Parkway Life Real Estate Investment Trust (PLife Reit) has raised its distribution per unit (DPU) for the fourth quarter by 4.5 per cent from a year ago to 2.82 cents.
This is on the back of a 4.5 per cent rise in distributable income to $17.04 million.
Gross revenue in the three months to Dec 31 was up 3.1 per cent to $24.7 million, as rental income contributed from the properties acquired in July and September was offset by the depreciation of the Japanese yen. Revenue was also boosted by higher rents from Singapore properties.
Net property income for the quarter rose 3.4 per cent to $23.2 million.
For the financial year ended Dec 31, DPU grew 4.2 per cent over the previous year to 10.75 cents.
Excluding a one-off tax adjustment of $0.7 million in 2012, the DPU growth would have been 5.5 per cent, the trust said.
Gross revenue for 2013 was $93.7 million compared with $94.1 million for 2012, a decrease of 0.4 per cent.
This was mainly due to depreciation of the Japanese yen offset by the revenue contribution from the properties acquired in 2012 and 2013, and higher rent from existing properties.
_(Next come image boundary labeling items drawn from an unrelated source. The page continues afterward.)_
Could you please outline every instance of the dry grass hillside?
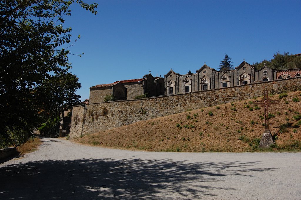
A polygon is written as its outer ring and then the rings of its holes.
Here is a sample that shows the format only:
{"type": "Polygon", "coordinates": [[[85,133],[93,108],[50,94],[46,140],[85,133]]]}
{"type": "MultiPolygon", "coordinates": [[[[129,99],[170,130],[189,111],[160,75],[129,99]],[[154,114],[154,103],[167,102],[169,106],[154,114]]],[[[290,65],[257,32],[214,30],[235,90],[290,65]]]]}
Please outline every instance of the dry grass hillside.
{"type": "MultiPolygon", "coordinates": [[[[270,129],[275,141],[272,150],[301,150],[301,101],[298,101],[301,92],[269,98],[280,101],[269,108],[270,129]]],[[[258,151],[264,129],[264,109],[254,105],[254,100],[187,111],[85,135],[75,140],[91,145],[150,151],[258,151]]]]}

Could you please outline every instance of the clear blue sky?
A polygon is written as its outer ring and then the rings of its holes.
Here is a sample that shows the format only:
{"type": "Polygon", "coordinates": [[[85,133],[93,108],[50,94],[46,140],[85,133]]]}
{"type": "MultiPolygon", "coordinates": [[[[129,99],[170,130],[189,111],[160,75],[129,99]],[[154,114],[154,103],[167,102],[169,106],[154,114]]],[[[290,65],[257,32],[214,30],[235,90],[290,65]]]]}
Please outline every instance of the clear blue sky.
{"type": "MultiPolygon", "coordinates": [[[[93,2],[88,1],[88,2],[93,2]]],[[[276,52],[301,53],[301,1],[96,1],[96,16],[73,7],[70,71],[77,93],[90,87],[140,78],[151,70],[162,77],[172,68],[193,72],[206,62],[217,69],[227,54],[234,66],[253,64],[276,52]]]]}

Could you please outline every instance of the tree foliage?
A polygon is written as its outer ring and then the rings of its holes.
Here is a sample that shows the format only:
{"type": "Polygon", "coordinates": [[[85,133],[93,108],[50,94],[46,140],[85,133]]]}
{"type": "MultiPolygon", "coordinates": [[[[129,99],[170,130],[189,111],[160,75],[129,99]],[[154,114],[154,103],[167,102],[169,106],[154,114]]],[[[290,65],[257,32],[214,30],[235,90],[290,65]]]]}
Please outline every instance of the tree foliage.
{"type": "Polygon", "coordinates": [[[229,57],[228,55],[226,54],[225,55],[225,57],[222,60],[221,60],[221,65],[219,66],[219,71],[224,71],[224,70],[229,70],[232,69],[232,66],[233,65],[231,64],[231,63],[233,62],[230,61],[231,58],[229,57]]]}
{"type": "Polygon", "coordinates": [[[0,134],[7,138],[15,127],[31,131],[54,106],[78,100],[68,87],[80,87],[67,72],[71,29],[63,25],[74,4],[97,13],[97,4],[80,0],[0,0],[0,134]]]}
{"type": "Polygon", "coordinates": [[[285,69],[301,68],[301,56],[292,54],[290,55],[288,52],[283,54],[276,53],[273,56],[273,58],[270,60],[265,59],[260,63],[256,62],[254,65],[259,69],[265,66],[272,69],[285,69]]]}

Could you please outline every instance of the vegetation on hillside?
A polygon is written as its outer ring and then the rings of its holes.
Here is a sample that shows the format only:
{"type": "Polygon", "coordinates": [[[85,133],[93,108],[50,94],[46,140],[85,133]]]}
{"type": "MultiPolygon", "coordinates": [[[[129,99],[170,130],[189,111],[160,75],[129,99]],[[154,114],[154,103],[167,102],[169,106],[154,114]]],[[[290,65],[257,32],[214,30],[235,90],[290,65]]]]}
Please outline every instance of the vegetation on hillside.
{"type": "MultiPolygon", "coordinates": [[[[270,96],[275,151],[301,150],[301,92],[270,96]]],[[[259,98],[261,99],[261,98],[259,98]]],[[[150,151],[244,152],[257,148],[264,109],[255,99],[233,102],[137,122],[76,140],[91,145],[150,151]]]]}
{"type": "Polygon", "coordinates": [[[279,52],[274,54],[273,58],[270,60],[264,60],[260,63],[257,62],[254,65],[257,69],[265,66],[272,69],[285,69],[301,68],[301,55],[290,54],[284,52],[281,54],[279,52]]]}

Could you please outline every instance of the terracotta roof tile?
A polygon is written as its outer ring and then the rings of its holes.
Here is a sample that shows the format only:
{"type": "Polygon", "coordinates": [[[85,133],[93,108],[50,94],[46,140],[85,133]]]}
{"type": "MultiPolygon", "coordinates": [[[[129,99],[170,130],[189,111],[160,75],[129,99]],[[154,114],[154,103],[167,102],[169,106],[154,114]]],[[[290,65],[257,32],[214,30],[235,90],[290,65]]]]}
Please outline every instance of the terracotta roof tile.
{"type": "Polygon", "coordinates": [[[136,79],[130,79],[128,80],[123,80],[123,81],[115,81],[114,82],[114,83],[118,83],[119,82],[121,82],[123,83],[132,83],[133,82],[138,82],[139,81],[141,81],[143,80],[143,78],[137,78],[136,79]]]}
{"type": "Polygon", "coordinates": [[[94,86],[92,86],[90,88],[104,88],[105,87],[109,87],[113,86],[114,83],[109,83],[109,84],[102,84],[100,85],[96,85],[94,86]]]}

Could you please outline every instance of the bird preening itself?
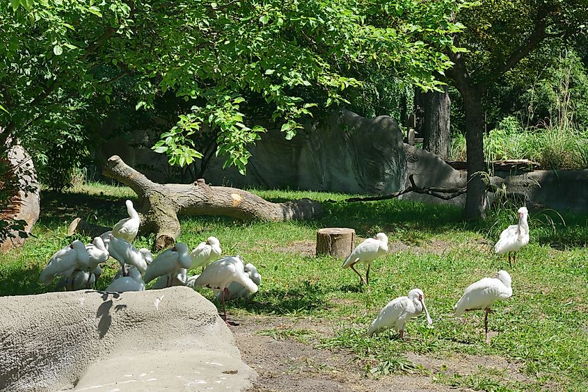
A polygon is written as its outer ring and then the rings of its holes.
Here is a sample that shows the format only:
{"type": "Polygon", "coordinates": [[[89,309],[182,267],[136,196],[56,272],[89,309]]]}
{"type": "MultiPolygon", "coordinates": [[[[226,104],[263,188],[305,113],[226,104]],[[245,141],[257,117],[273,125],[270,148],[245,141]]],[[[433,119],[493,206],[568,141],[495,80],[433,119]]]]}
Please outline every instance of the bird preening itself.
{"type": "Polygon", "coordinates": [[[512,296],[511,281],[509,273],[500,270],[493,277],[482,278],[472,283],[468,286],[463,292],[463,295],[453,307],[455,316],[459,317],[463,314],[463,312],[468,311],[484,311],[486,314],[484,318],[484,329],[487,342],[488,313],[491,312],[490,308],[498,300],[506,300],[512,296]]]}
{"type": "Polygon", "coordinates": [[[230,299],[228,286],[233,281],[240,284],[251,294],[257,293],[259,289],[257,285],[245,272],[245,266],[239,256],[225,256],[214,261],[204,270],[193,283],[194,287],[206,286],[221,291],[225,322],[227,322],[225,301],[230,299]]]}
{"type": "Polygon", "coordinates": [[[398,297],[388,302],[380,311],[376,320],[372,322],[367,334],[372,336],[376,332],[392,328],[400,333],[402,339],[404,336],[406,322],[419,316],[423,310],[427,315],[427,322],[429,325],[432,325],[433,320],[424,304],[424,294],[420,288],[413,288],[408,291],[406,297],[398,297]]]}
{"type": "Polygon", "coordinates": [[[130,200],[127,200],[127,213],[129,214],[129,218],[121,219],[112,227],[112,235],[117,238],[121,238],[129,243],[132,243],[135,237],[137,236],[137,233],[139,231],[139,224],[141,224],[141,218],[139,214],[133,208],[133,202],[130,200]]]}
{"type": "Polygon", "coordinates": [[[202,270],[212,261],[221,256],[221,243],[216,237],[208,237],[205,242],[200,243],[190,253],[192,258],[192,269],[202,268],[202,270]]]}
{"type": "Polygon", "coordinates": [[[388,236],[383,233],[378,233],[373,238],[367,238],[351,252],[342,267],[350,268],[359,276],[360,284],[370,284],[370,267],[376,258],[386,254],[388,252],[388,236]],[[355,265],[363,263],[367,266],[365,271],[365,279],[355,269],[355,265]]]}
{"type": "Polygon", "coordinates": [[[514,265],[516,266],[516,252],[529,243],[529,224],[527,223],[529,211],[527,207],[521,207],[518,212],[518,222],[504,229],[500,234],[500,239],[494,245],[494,251],[496,253],[506,253],[508,255],[509,266],[511,267],[511,254],[513,254],[514,265]]]}

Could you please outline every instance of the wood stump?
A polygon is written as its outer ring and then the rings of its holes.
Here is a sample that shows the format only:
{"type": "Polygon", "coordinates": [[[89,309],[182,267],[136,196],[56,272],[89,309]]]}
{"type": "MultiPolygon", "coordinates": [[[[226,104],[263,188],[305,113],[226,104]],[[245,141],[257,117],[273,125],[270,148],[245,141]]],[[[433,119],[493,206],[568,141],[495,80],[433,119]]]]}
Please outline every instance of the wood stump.
{"type": "Polygon", "coordinates": [[[330,254],[344,259],[355,247],[356,231],[347,227],[317,230],[317,255],[330,254]]]}

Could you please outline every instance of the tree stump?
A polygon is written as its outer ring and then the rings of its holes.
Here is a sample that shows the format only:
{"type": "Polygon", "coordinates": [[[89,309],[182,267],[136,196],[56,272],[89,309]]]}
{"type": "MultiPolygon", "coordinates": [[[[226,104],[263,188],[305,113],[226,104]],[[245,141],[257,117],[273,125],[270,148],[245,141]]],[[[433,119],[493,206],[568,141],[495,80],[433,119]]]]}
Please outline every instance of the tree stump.
{"type": "Polygon", "coordinates": [[[346,227],[326,227],[317,230],[317,255],[330,254],[346,258],[355,247],[356,231],[346,227]]]}

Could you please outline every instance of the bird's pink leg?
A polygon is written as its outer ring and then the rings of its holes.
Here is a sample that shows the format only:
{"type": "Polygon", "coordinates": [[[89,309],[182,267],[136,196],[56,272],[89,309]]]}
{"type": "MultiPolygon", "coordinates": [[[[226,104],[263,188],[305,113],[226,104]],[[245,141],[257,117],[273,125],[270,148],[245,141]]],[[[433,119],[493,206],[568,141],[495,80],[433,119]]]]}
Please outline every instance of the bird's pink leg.
{"type": "Polygon", "coordinates": [[[365,281],[363,279],[363,277],[361,276],[361,274],[360,274],[359,272],[357,272],[357,270],[355,269],[355,267],[353,266],[355,266],[355,264],[351,264],[351,266],[349,266],[349,267],[351,267],[351,269],[353,270],[353,272],[355,273],[356,273],[357,275],[359,277],[359,279],[360,279],[359,284],[365,284],[365,281]]]}
{"type": "Polygon", "coordinates": [[[367,270],[365,271],[365,284],[370,284],[370,267],[371,266],[371,264],[368,264],[367,270]]]}
{"type": "Polygon", "coordinates": [[[224,312],[224,313],[225,313],[225,317],[224,317],[225,324],[226,324],[227,325],[229,325],[229,323],[227,322],[227,308],[226,308],[226,306],[225,305],[225,293],[226,293],[227,295],[228,296],[228,300],[229,300],[229,301],[230,300],[230,299],[231,299],[230,292],[229,291],[229,289],[226,288],[223,289],[222,294],[221,295],[221,298],[223,300],[223,312],[224,312]]]}
{"type": "Polygon", "coordinates": [[[486,343],[488,343],[488,313],[490,313],[490,308],[486,308],[484,310],[484,337],[486,339],[486,343]]]}

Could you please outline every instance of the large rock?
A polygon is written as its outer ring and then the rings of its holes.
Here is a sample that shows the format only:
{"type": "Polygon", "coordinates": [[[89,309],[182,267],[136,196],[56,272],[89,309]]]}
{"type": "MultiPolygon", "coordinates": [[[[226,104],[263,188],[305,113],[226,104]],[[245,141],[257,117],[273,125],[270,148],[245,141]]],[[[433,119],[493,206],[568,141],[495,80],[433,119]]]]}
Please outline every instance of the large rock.
{"type": "MultiPolygon", "coordinates": [[[[8,175],[14,175],[17,179],[15,189],[9,205],[0,211],[1,219],[11,220],[22,220],[26,222],[24,231],[30,233],[33,225],[39,219],[40,211],[40,186],[37,179],[37,172],[33,165],[33,160],[24,148],[19,145],[12,146],[8,150],[8,164],[13,172],[8,175]]],[[[0,252],[22,246],[25,238],[21,238],[18,232],[12,232],[13,238],[8,238],[0,243],[0,252]]]]}
{"type": "Polygon", "coordinates": [[[239,391],[257,377],[186,287],[3,297],[0,309],[2,391],[239,391]]]}

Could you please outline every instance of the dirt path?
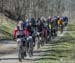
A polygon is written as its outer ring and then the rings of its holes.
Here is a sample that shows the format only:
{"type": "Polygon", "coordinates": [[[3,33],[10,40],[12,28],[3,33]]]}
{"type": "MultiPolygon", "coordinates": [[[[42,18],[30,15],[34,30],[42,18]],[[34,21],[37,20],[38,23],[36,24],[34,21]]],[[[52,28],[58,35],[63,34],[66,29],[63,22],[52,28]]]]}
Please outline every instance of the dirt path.
{"type": "MultiPolygon", "coordinates": [[[[63,32],[62,34],[58,33],[58,37],[56,37],[53,41],[60,39],[60,37],[62,37],[65,33],[66,33],[66,31],[63,32]]],[[[2,45],[4,45],[4,44],[2,44],[2,45]]],[[[34,63],[35,60],[42,59],[43,55],[49,55],[50,49],[47,49],[47,48],[50,46],[47,46],[47,45],[50,45],[50,44],[45,44],[40,49],[35,50],[33,57],[31,57],[31,58],[26,57],[22,63],[34,63]]],[[[17,49],[15,49],[17,47],[16,43],[15,42],[13,43],[10,41],[10,43],[7,43],[6,45],[4,45],[4,47],[8,48],[8,49],[14,48],[14,50],[13,51],[10,50],[11,51],[10,53],[8,52],[7,54],[4,54],[4,55],[0,54],[1,55],[0,63],[19,63],[18,57],[17,57],[17,49]]],[[[6,51],[5,51],[5,53],[6,53],[6,51]]]]}

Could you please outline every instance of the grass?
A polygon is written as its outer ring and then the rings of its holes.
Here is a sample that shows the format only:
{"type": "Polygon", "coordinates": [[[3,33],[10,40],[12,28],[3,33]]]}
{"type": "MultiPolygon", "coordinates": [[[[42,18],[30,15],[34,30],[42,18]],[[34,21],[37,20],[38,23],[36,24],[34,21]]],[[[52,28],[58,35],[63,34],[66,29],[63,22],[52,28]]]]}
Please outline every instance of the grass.
{"type": "Polygon", "coordinates": [[[46,49],[50,50],[50,54],[42,56],[42,59],[34,63],[75,63],[75,32],[65,33],[59,41],[50,44],[46,49]]]}
{"type": "Polygon", "coordinates": [[[3,20],[0,23],[0,38],[1,39],[12,39],[12,32],[16,26],[16,22],[11,19],[3,20]]]}

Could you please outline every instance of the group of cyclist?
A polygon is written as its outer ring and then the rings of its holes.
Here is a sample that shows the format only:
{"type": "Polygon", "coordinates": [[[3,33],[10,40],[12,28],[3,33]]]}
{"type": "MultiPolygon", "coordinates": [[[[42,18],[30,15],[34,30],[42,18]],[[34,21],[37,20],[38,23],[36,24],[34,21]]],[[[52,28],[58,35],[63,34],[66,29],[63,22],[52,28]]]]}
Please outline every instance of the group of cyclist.
{"type": "MultiPolygon", "coordinates": [[[[52,16],[52,17],[41,17],[38,19],[29,18],[25,21],[19,21],[18,25],[14,29],[14,38],[26,38],[32,37],[32,43],[35,46],[36,40],[35,35],[38,32],[39,36],[48,38],[48,40],[54,39],[57,36],[57,32],[61,33],[68,24],[68,17],[66,16],[52,16]]],[[[25,42],[25,41],[24,41],[25,42]]],[[[23,43],[24,45],[25,43],[23,43]]]]}

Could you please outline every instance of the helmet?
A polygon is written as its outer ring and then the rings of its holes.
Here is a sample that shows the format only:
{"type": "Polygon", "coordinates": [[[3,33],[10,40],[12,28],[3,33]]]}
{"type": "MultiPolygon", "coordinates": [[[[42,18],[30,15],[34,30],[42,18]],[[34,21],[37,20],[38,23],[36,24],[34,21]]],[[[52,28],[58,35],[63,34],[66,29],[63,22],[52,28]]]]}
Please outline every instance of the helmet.
{"type": "Polygon", "coordinates": [[[48,19],[51,19],[51,17],[49,16],[48,19]]]}

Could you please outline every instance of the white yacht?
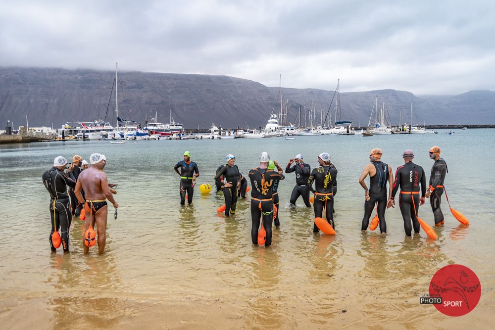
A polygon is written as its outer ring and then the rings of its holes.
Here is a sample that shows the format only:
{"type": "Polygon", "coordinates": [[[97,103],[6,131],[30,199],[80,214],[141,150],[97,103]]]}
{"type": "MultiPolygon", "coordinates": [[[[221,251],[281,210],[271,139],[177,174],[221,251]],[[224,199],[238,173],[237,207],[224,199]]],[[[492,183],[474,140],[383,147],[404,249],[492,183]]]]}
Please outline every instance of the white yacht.
{"type": "Polygon", "coordinates": [[[427,130],[426,127],[418,127],[414,125],[411,127],[411,134],[435,134],[437,132],[433,130],[427,130]]]}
In its financial report released on Friday, the company said it maintains a "neutral outlook" about its medium-term acquisition prospects, as global markets are beginning to show signs of stabilising.
"We continue to believe that the long-term prospects of the regional healthcare industry will continue to be robust due to rising demand for better quality private healthcare services driven by the fast-ageing populations," it said.
PLife Reit's counter fell one cent to close at $2.28 on Friday. The financial results were released after the market closed.